Na tribo Yanomami, você só pode enxergar o espírito das árvores depois dos 40 anos. Antes, precisa sempre se valer de quem tem mais idade, os mensageiros da intuição.
Da mesma forma, os mineiros acreditam na sabedoria do irmão mais velho. É o pajé de casa. Atua como um mediador de conflitos, um juiz de paz.
Há uma hierarquia na ordem doméstica, na tomada de decisões. É importante consultá-lo. O primogênito tem a força de um oráculo, capaz de pressentir entraves em negócios e suscetibilidades entre os parentes.
Vai comprar um imóvel? Fala-se primeiro com o irmão. Brigou com alguém? Fala-se primeiro com o irmão.
Ele apresenta uma experiência desembaraçadora. Mesmo que o tempo de vida seja maior apenas por alguns meses.
Família grande depende desse tripé. Nem tudo precisa chegar aos pais. Aliás, eles são chamados em último caso, quando os problemas são irreversíveis.
Irmãos em Minas são sempre gêmeos, mesmo quando não são. Unha e carne, complementos de uma igual filosofia de resiliência. Partilham princípios imutáveis de um caráter que jamais pode ser negociado.
No caso de dúvidas éticas de um caminho a ser seguido, o irmão mais velho dá o voto de Minerva, lembrando aquilo que não deve ser feito sob pena de perder a alma.
Eu fiquei espantado o quanto os irmãos se valorizam em Minas Gerais, sem essa de crescer e se alienar em redutos pessoais e carreiras alheias. Não se juntam apenas nas tragédias e despedidas. Ainda que formem a sua história, casando e tendo filhos, não permanecem longe. Ou se encontram nos finais de semana, ou viajam em excursões nas férias.

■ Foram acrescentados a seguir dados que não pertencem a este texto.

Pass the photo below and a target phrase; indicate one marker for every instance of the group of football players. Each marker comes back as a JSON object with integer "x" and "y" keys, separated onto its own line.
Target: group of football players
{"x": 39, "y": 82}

O cunhado e a cunhada são peças tão fundamentais quanto o sogro e a sogra na composição de vínculos. Eles realmente influenciam, palpitam e não aceitam impostores. Compram briga se percebem que o seu protegido está sendo desvalorizado e passado para trás. Na hora de casar, cuide para agradar aos irmãos de quem ama – é o grande teste de aceitação e acolhimento.
Minha esposa é filha única. Nem por isso se vê sozinha e isolada. Adotou o seu primo, Paulinho, como seu irmão mais velho. Poderia também ser um tio. O lugar nunca fica vago. As ligações entre eles são demoradas, com longas descrições das encruzilhadas.
Paulinho vem enfrentando um câncer. Está mais magro e com o rosto crescido pela dor. Eu noto que Beatriz não sabe muito bem como consolar alguém que sempre lhe cedeu amparo. Ela o ama tanto que sofre por nunca se achar ajudando o suficiente.
Evidente que ele reconhece a ternura desajeitada e medrosa e avisa que a doença continua sob controle, como um veterano que enxerga pela fé e antevê os espíritos das árvores.
Paulinho é os olhos de Beatriz, as mãos estendidas dentro das pupilas.
É como um anjo da guarda que a conhece desde pequena, que entende a coerência de suas atitudes, o que pode fazer bem ou mal.
Quando os irmãos se amam, os pais se tranquilizam. Percebem que eles se ajudarão em eventual ausência. Sentem aquele orgulho de deixar todo mundo perto, como na infância.